Brendan went on to do several interviews about coming out, hoping to alter the machismo of hockey to a point where sexual preference would no longer be slurred or an issue.

“My whole family has been behind me 100 percent, and my dad has been really supportive of me … talking about this publicly. He’s been unbelievable. It’s been amazing,” Brendan Burke said in November on TSN, the Canadian equivalent of ESPN.

“Everyone (at Miami) was unbelievable there. I can’t say enough good things about the university and the hockey team there. They knew me for a couple of years before I came out, so I think for most of the players, I was still Burkie. I was the same person. It just added a new dimension to it, and they weren’t going to judge me on that because they knew me as a person and knew my character. … But coach Blasi emphasized character and building a brotherhood and it’s not surprising they’ve embraced me.”

The death of Brendan Burke at age 21, as he readied to go to law school, has strengthened the Miami brotherhood even more. The RedHawks have gone 8-3-1 since then, and they’ve taken the top overall seed for the NCAA tournament.

“I think the fact that our team was able to attend the funeral and be close to Brendan’s family and pay our respects, that did a lot to help us get through the situation,” said Miami’s leading scorer, Jarod Palmer. “Our team is very close, and we’re basically a family here. Any of us can lean on any other player for help or advice or whatnot.

“Sticking together as a team, even facing adversity as a team, it’s helped us all get through this. It’s been rough, though.”

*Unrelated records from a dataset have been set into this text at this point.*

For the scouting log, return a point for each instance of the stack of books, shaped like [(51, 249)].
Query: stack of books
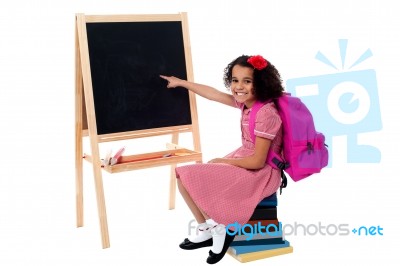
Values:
[(262, 236)]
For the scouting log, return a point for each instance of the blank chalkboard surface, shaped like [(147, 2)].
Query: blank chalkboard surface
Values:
[(126, 59)]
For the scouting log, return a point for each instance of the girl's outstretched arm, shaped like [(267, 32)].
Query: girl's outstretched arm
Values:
[(202, 90)]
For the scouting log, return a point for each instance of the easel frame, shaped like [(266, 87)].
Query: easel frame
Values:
[(85, 114)]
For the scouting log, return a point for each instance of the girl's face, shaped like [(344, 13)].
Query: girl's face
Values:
[(242, 85)]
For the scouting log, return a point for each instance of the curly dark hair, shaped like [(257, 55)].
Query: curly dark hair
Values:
[(267, 82)]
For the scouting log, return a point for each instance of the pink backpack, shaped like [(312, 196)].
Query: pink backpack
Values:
[(303, 150)]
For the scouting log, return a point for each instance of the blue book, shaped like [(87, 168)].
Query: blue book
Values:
[(253, 242), (236, 250)]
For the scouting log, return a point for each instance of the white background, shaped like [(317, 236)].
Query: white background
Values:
[(37, 180)]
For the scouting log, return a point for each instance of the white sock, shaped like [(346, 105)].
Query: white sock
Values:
[(202, 233), (218, 232)]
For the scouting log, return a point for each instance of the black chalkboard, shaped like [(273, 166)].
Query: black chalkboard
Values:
[(126, 59)]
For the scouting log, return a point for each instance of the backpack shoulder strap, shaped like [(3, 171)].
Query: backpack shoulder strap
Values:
[(252, 119)]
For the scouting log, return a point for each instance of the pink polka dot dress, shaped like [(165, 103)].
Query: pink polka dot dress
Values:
[(228, 193)]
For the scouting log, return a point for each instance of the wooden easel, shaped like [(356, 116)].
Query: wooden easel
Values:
[(84, 104)]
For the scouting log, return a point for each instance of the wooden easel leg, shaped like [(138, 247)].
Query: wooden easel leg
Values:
[(78, 134), (172, 180), (101, 207), (79, 190)]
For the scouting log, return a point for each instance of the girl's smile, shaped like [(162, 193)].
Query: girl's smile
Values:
[(242, 85)]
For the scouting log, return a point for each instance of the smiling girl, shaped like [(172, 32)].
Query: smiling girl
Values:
[(227, 190)]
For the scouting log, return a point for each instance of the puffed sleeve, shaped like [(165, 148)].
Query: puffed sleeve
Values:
[(268, 122)]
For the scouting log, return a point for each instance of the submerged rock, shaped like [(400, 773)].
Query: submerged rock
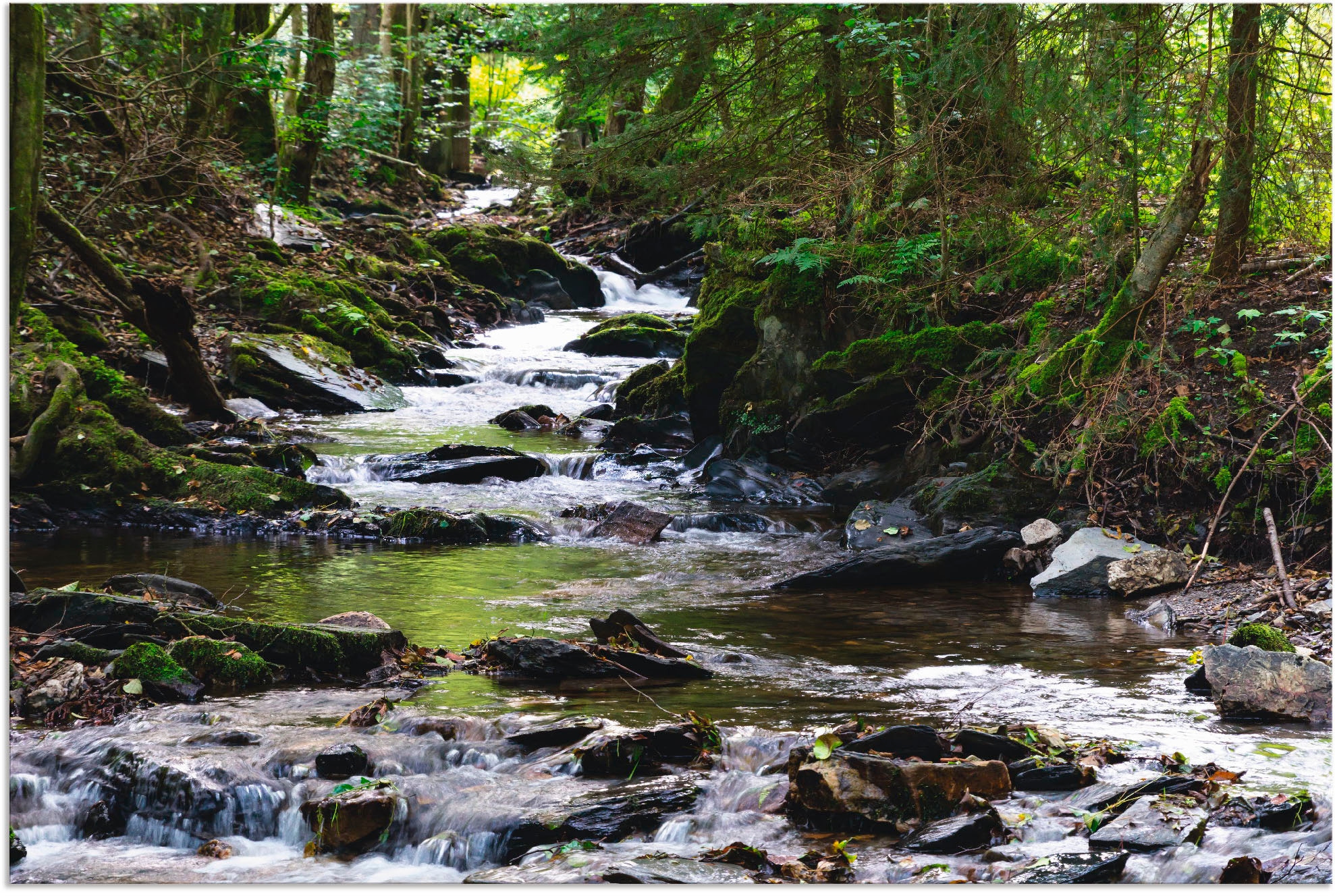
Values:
[(1153, 823), (357, 620), (1250, 683), (354, 820), (607, 815), (458, 464), (1081, 564), (645, 752), (861, 789), (163, 588), (341, 760), (632, 522), (1075, 868), (306, 374), (970, 555), (951, 836), (568, 731)]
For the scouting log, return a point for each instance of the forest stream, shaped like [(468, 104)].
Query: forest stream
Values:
[(783, 663)]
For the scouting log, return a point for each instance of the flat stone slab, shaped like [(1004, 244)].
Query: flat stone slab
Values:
[(1250, 683), (1081, 564)]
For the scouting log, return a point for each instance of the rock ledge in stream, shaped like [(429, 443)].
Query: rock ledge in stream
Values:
[(458, 464), (971, 555)]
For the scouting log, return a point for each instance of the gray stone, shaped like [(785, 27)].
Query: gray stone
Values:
[(1081, 564), (868, 524), (1153, 823), (1156, 616), (1147, 573), (250, 409), (1250, 683), (1041, 534)]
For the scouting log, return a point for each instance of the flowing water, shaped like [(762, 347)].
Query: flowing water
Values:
[(783, 663)]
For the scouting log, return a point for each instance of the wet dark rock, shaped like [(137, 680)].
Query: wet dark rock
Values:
[(987, 746), (1153, 823), (1116, 796), (292, 372), (624, 624), (545, 659), (1250, 683), (458, 464), (903, 741), (102, 820), (607, 815), (1058, 776), (661, 433), (161, 588), (759, 482), (1280, 812), (352, 822), (869, 524), (1199, 684), (1243, 870), (736, 521), (215, 849), (227, 739), (1081, 564), (643, 752), (859, 791), (561, 733), (951, 836), (971, 555), (341, 760), (1077, 868), (632, 522), (357, 620)]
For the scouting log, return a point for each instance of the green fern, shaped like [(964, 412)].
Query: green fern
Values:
[(798, 256)]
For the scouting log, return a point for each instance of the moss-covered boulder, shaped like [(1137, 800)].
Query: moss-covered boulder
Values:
[(306, 373), (499, 259), (35, 342), (225, 667), (661, 394), (1262, 636)]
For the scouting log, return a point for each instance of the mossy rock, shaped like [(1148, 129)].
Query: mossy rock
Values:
[(498, 258), (1262, 636), (629, 342), (633, 320), (147, 661), (35, 342), (222, 665), (659, 395)]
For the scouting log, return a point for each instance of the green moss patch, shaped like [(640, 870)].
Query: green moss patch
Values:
[(222, 664)]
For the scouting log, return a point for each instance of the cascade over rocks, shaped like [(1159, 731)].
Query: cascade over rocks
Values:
[(971, 555)]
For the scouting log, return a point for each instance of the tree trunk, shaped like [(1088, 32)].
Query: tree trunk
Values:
[(461, 114), (250, 118), (364, 20), (158, 308), (1235, 175), (689, 76), (27, 91), (831, 79), (410, 87), (88, 32), (312, 106)]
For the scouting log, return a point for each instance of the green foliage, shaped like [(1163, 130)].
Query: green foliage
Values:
[(1261, 636), (147, 661)]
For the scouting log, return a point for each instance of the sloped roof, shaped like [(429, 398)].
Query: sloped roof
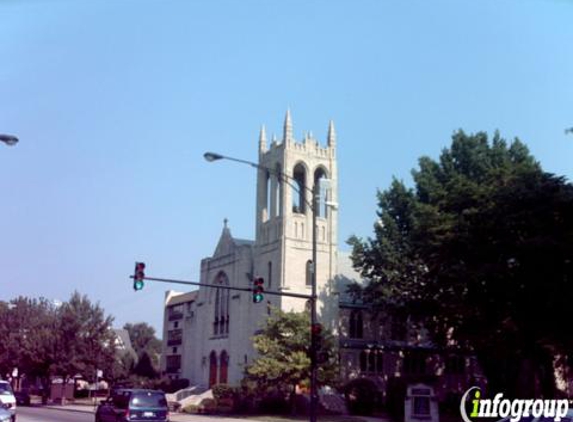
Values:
[(183, 298)]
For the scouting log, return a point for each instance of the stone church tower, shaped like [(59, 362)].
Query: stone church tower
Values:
[(283, 241), (208, 333)]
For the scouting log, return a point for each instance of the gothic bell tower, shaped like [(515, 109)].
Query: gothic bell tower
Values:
[(284, 215)]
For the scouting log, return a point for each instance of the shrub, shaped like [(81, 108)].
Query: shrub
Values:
[(361, 396), (225, 405), (274, 404)]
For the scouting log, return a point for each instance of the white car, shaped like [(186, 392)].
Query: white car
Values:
[(5, 416), (7, 399)]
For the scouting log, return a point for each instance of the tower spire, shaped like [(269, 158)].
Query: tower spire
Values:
[(331, 138), (287, 134), (263, 139)]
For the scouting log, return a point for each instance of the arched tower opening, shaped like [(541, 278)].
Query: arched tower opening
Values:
[(299, 189)]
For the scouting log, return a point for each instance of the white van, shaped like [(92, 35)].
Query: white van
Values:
[(7, 399)]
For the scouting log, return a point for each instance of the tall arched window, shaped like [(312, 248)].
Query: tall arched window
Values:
[(298, 202), (309, 270), (221, 321), (212, 368), (363, 361), (279, 191), (269, 196), (320, 173), (356, 326)]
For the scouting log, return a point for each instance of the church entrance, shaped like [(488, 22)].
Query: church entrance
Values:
[(224, 367)]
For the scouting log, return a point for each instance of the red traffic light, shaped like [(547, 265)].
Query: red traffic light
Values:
[(316, 329), (138, 276), (258, 289)]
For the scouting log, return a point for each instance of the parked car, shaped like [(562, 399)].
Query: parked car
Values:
[(7, 399), (133, 405), (22, 398), (5, 416)]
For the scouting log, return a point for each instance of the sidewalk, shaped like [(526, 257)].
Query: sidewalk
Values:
[(184, 417)]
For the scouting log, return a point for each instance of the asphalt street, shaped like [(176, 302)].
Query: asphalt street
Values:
[(42, 414)]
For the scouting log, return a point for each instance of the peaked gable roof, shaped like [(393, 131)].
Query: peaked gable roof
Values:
[(227, 243)]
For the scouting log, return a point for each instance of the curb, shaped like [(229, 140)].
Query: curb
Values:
[(68, 408)]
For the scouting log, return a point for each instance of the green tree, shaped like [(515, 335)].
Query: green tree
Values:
[(481, 248), (43, 340), (283, 348), (85, 341)]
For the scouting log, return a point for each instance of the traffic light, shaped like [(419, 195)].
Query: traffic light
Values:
[(138, 276), (316, 330), (258, 289)]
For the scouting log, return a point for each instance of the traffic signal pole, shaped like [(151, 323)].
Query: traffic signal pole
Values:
[(313, 367), (220, 286)]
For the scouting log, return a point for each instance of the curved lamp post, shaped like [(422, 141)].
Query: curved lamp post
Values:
[(8, 139), (212, 156)]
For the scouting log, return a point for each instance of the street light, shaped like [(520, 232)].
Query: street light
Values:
[(213, 156), (8, 139)]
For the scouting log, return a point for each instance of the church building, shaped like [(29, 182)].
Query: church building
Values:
[(207, 336)]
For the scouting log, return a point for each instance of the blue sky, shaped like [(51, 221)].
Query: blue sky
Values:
[(116, 101)]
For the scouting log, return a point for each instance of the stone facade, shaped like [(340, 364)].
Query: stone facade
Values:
[(216, 332), (214, 327)]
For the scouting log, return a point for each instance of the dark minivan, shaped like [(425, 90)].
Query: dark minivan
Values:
[(133, 405)]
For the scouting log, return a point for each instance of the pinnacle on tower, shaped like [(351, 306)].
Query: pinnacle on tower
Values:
[(287, 134), (331, 138), (263, 139)]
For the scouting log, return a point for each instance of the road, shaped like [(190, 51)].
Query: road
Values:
[(42, 414)]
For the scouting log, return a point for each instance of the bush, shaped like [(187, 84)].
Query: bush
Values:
[(361, 396), (225, 405), (274, 404)]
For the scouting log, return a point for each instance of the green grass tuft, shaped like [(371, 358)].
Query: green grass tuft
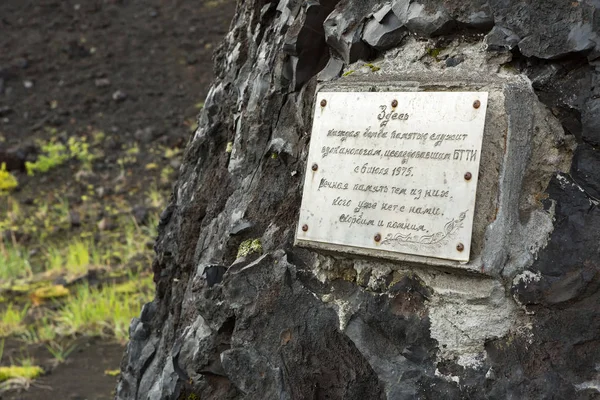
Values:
[(11, 320), (248, 247)]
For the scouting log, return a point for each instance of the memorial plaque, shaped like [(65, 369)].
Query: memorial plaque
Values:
[(393, 173)]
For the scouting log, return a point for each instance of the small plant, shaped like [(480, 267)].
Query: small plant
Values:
[(55, 154), (11, 320), (103, 312), (7, 180), (248, 247)]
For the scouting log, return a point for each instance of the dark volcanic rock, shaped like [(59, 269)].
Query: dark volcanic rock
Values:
[(290, 323)]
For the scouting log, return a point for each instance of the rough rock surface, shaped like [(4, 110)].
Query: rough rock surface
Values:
[(289, 323)]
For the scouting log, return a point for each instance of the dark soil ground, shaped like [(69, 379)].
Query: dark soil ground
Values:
[(135, 70)]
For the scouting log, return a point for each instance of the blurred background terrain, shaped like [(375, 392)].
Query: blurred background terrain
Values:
[(98, 99)]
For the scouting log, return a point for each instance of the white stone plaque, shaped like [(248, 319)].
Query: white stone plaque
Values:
[(393, 172)]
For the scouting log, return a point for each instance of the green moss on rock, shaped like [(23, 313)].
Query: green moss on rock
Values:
[(248, 247), (12, 372)]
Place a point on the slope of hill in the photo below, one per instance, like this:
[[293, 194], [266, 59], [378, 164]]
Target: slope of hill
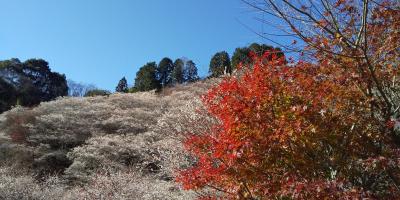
[[122, 146]]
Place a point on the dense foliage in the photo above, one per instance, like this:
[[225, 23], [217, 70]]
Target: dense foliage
[[322, 128], [166, 74], [123, 146], [76, 89], [220, 64], [97, 92], [122, 86], [29, 83]]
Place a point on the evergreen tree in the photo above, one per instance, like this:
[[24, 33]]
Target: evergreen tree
[[191, 72], [146, 78], [242, 55], [178, 72], [122, 86], [220, 64], [33, 80], [164, 71]]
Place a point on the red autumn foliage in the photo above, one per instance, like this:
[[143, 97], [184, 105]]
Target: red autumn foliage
[[315, 129]]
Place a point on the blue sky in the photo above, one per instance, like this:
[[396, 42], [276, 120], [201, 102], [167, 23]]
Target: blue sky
[[100, 41]]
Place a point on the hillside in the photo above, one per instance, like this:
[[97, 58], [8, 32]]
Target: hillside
[[122, 146]]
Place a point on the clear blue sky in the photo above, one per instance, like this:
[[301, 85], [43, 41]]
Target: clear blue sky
[[100, 41]]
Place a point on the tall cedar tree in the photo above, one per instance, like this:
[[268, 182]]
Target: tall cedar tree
[[178, 73], [220, 64], [322, 128], [164, 71], [122, 86], [242, 54], [146, 78]]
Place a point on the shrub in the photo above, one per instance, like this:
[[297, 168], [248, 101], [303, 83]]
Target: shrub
[[283, 130], [97, 92]]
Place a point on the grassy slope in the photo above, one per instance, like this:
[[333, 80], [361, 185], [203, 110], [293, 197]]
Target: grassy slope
[[124, 146]]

Brendan Burke has been on the RedHawks’ minds particularly recently, as they readied for a difficult regional that includes rival Michigan and Bemidji State, which made it to the Frozen Four last year.

The RedHawks want to win not just because they came up short last year, but also because Burke would have enjoyed it so much.

“Not a day goes bay without every guy talking about him or thinking about him,” Wingels said. “He’s someone who is still with us.”